7385 Aktsynovia

Discovery
- Discovered by: N. Chernykh
- Discovery site: Crimean Astrophysical Obs.
- Discovery date: 22 October 1981

Designations
- Named after: Lyudmila Aktsynova Arkadij Aktsynov (Russian painters)
- Alternative designations: 1981 UQ_{11} · 1990 DP_{1}
- Minor planet category: main-belt · (inner) background

Orbital characteristics
- Epoch 4 September 2017 (JD 2458000.5)
- Uncertainty parameter 0
- Observation arc: 34.58 yr (12,632 days)
- Aphelion: 2.6909 AU
- Perihelion: 2.0873 AU
- Semi-major axis: 2.3891 AU
- Eccentricity: 0.1263
- Orbital period (sidereal): 3.69 yr (1,349 days)
- Mean anomaly: 222.56°
- Mean motion: 0° 16^{m} 0.84^{s} / day
- Inclination: 3.7338°
- Longitude of ascending node: 77.933°
- Argument of perihelion: 357.05°

Physical characteristics
- Dimensions: 3.98 km (calculated) 8.57±2.04 km 8.854±0.115 km
- Synodic rotation period: 4.1186±0.0008 h
- Geometric albedo: 0.057±0.011 0.073±0.034 0.20 (assumed)
- Spectral type: S
- Absolute magnitude (H): 14.0 · 14.02±0.56 · 13.80 · 13.918±0.002 (R) · 14.37

= 7385 Aktsynovia =

Main-belt asteroid

7385 Aktsynovia, provisional designation ', is a background asteroid from the inner regions of the asteroid belt, approximately between 4 and 9 kilometers in diameter, depending on its assumed spectral type. It was discovered on 22 October 1981, by Soviet–Russian astronomer Nikolai Chernykh at the Crimean Astrophysical Observatory in Nauchnyj on the Crimean peninsula.

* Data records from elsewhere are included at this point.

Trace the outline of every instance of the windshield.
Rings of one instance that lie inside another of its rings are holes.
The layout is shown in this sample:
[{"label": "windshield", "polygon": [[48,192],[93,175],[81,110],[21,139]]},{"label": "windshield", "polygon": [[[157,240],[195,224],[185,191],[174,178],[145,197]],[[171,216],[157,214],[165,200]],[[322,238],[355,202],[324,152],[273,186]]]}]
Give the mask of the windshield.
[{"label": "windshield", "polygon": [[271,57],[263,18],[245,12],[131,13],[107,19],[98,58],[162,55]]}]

== Orbit and classification ==

Aktsynovia is a non-family asteroid from the main belt's background population. It orbits the Sun in the inner asteroid belt at a distance of 2.1–2.7 AU once every 3 years and 8 months (1,349 days). Its orbit has an eccentricity of 0.13 and an inclination of 4° with respect to the ecliptic. No precovery was ever taken for this asteroid.

== Naming ==

This minor planet was named in memory of Russian artist couple Lyudmila and Arkadij Aktsynov (both 1910–1997), who were masters in landscape painting and portrait painting. Their landscape art depicted the regions of Siberia, Baikal, Sayany, Altaj and Volga. The official naming citation was published by the Minor Planet Center on 24 January 2000 (M.P.C. 38196).

== Physical characteristics ==

=== Diameter and albedo ===

According to the survey carried out by NASA's spaced-based Wide-field Infrared Survey Explorer and its subsequent NEOWISE mission, Aktsynovia measures 8.9 and 8.6 kilometers in diameter, respectively, with a corresponding albedo of 0.06 and 0.07. However, rather than classifying the body as a C-type asteroid, the Collaborative Asteroid Lightcurve Link assumes a standard albedo for stony asteroids of 0.20 and calculates a much smaller diameter of 4.0 kilometers with an absolute magnitude of 14.37.

=== Rotation period ===

A rotational lightcurve of Aktsynovia was obtained from photometric observations made at the U.S. Palomar Transient Factory in December 2011. The lightcurve gave a rotation period of 4.1186±0.0008 hours with a brightness amplitude of 0.32 in magnitude (U=2).